I agree with Jafox that you should consult with Pass Labs. But FWIW let’s look at the specifics:

Gs5556 makes a good point in referring to the significance of the speaker’s impedance characteristics. And I see in one of your other recent posts that you are using Harbeth 40.2s. In terms of relevant specs the 40.2 appears to not be greatly different than the 40.1, for which Stereophile measured a sensitivity of 84.5 db/2.83 volts/1 meter, and stated that:

... the Harbeth is easy to drive in terms of its demand for current. The impedance drops below 6 ohms only in the middle of the midrange, and then only for a short while; and while the electrical phase angle occasionally reaches extreme values, this is only when the impedance magnitude is high, ameliorating the drive difficulty.

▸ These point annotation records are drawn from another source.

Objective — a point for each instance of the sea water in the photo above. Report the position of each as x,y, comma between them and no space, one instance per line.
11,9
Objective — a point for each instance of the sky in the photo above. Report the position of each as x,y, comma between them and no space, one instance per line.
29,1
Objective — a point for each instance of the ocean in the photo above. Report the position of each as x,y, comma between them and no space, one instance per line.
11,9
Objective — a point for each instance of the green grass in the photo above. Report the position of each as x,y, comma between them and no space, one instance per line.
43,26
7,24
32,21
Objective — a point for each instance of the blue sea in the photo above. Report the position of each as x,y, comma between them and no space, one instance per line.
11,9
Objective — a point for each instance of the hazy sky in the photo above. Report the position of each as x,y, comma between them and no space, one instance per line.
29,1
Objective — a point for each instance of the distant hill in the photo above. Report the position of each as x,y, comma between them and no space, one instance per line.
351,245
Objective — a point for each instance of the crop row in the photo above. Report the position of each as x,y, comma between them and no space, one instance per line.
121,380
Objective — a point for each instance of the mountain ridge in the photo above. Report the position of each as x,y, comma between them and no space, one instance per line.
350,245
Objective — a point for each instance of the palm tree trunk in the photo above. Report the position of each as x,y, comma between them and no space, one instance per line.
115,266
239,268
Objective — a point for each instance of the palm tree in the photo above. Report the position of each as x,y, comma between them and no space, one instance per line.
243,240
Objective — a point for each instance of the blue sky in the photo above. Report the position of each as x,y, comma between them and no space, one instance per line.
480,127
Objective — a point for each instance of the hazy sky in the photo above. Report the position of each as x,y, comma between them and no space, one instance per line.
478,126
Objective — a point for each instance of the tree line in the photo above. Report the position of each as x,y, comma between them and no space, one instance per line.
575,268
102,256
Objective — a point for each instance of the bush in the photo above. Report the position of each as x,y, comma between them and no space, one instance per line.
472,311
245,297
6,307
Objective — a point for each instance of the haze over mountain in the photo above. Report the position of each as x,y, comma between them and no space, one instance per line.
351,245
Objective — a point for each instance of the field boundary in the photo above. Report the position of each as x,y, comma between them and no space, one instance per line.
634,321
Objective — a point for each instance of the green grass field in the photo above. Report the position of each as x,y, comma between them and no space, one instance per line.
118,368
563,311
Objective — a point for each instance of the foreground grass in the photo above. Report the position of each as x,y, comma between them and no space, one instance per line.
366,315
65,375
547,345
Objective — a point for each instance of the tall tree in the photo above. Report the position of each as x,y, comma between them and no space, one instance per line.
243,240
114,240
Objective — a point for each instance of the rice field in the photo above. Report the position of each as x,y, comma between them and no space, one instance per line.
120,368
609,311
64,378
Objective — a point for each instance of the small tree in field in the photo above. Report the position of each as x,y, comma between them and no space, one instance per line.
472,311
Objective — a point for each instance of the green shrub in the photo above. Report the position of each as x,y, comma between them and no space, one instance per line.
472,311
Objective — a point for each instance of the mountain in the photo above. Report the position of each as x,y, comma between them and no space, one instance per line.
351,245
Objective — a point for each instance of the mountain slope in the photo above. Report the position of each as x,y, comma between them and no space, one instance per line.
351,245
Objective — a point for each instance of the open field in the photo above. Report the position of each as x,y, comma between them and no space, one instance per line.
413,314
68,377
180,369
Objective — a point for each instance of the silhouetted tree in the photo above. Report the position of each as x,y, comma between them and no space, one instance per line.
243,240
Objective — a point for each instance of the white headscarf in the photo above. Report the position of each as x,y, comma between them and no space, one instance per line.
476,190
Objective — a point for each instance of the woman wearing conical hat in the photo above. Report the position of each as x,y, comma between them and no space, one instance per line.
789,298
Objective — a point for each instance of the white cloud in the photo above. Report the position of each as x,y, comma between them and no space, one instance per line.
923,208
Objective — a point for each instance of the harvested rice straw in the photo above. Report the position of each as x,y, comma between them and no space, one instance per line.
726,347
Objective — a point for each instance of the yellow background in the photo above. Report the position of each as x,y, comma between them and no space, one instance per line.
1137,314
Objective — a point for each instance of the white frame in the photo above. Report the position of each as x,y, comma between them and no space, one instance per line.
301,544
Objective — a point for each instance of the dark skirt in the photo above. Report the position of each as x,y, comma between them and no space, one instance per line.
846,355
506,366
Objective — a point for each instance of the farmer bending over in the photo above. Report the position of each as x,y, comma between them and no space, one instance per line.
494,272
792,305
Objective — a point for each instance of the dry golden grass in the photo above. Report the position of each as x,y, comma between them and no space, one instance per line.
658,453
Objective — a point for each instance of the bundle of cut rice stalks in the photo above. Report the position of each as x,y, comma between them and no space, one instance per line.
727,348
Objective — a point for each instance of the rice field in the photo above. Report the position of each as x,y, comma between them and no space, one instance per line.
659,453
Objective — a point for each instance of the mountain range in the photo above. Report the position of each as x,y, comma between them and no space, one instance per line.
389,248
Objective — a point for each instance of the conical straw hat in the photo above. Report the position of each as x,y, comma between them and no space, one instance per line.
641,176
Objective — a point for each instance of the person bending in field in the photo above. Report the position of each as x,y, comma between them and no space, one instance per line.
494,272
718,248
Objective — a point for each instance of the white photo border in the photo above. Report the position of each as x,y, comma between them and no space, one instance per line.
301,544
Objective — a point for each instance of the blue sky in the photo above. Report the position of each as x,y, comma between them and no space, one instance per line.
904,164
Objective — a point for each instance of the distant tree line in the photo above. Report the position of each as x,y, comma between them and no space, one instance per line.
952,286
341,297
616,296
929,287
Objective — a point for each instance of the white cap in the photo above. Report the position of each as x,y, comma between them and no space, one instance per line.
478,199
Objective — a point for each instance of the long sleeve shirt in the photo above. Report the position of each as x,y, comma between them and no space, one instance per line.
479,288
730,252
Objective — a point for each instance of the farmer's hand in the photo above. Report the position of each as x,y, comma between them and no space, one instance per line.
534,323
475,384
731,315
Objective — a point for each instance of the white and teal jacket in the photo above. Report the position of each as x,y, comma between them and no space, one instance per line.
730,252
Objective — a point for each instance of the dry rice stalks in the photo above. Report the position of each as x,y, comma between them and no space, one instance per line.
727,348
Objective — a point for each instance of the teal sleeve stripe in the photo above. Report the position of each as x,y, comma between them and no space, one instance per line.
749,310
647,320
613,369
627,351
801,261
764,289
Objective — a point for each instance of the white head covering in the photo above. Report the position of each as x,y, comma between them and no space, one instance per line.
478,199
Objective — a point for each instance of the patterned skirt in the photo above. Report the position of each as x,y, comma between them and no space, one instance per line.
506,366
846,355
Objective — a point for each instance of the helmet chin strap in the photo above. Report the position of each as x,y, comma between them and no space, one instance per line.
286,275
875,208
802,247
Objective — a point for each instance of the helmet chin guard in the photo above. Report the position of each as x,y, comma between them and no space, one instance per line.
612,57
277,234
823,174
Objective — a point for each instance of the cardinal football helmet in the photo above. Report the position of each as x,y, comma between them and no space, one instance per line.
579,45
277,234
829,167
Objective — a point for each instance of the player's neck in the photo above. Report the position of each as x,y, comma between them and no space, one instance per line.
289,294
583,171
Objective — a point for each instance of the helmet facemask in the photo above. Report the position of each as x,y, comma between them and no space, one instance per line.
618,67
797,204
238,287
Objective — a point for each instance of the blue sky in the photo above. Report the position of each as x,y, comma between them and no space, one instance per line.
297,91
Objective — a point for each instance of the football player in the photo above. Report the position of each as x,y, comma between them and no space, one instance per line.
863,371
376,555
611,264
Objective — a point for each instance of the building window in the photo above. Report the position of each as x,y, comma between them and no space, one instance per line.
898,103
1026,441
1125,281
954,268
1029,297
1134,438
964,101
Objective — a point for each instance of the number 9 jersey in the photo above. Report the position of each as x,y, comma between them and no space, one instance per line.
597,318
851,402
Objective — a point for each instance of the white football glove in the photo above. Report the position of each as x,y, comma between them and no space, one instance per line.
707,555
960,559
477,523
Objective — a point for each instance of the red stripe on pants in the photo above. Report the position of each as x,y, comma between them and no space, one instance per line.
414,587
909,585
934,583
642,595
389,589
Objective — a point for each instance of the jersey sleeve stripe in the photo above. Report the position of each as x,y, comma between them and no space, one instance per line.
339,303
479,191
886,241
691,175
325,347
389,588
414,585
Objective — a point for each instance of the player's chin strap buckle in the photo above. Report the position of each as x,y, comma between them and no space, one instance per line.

The relevant specs of the amp are:

Max power (8 ohms): 260 watts

Max power (4 ohms): 520 watts

Leaves class A at: 34 watts peak

Power consumption at idle: 3.1 amps, 375 watts

The 375 watt figure is low enough that I would have high confidence that turn-on surges will be reasonable and won’t trip the breaker, especially given that both amps will not be switched on at the same instant.

If we assume a 6 ohm speaker impedance the amp’s maximum power capability with these speakers can be calculated to be 347 watts. Given that the amps would be operating mainly in class AB at power levels approaching that amount I suspect that a safe estimate of the maximum amount of AC power each amp would ever draw with your speakers would be in the range of 800 to 1000 watts. So the total worst case draw of the two amps plus a preamp and say a couple of source components should fit within the 20 amps x 120 volts = 2400 watt capability of a single dedicated line, although without a great deal of margin if and when the amps are ever running close to full power.

From a sonic standpoint, though, the problem may be that since the amps will draw most of that AC power during just a small fraction of a given 60 Hz period, the total current drawn during those brief instants may be significantly more than 20 amps. Not enough to trip the breaker, given the short duration, but conceivably the resulting drop in line voltage during those instants could affect dynamics or have other sonic consequences, especially if the length of the run is long and/or if the gauge is not over-specified.

So the bottom line seems to be that you would probably be ok installing just a single dedicated line, which as has been mentioned would minimize the risk of ground loop issues, but it’s somewhat marginal and might not be sonically optimal, especially if you listen at high volume levels. Again, check with Pass.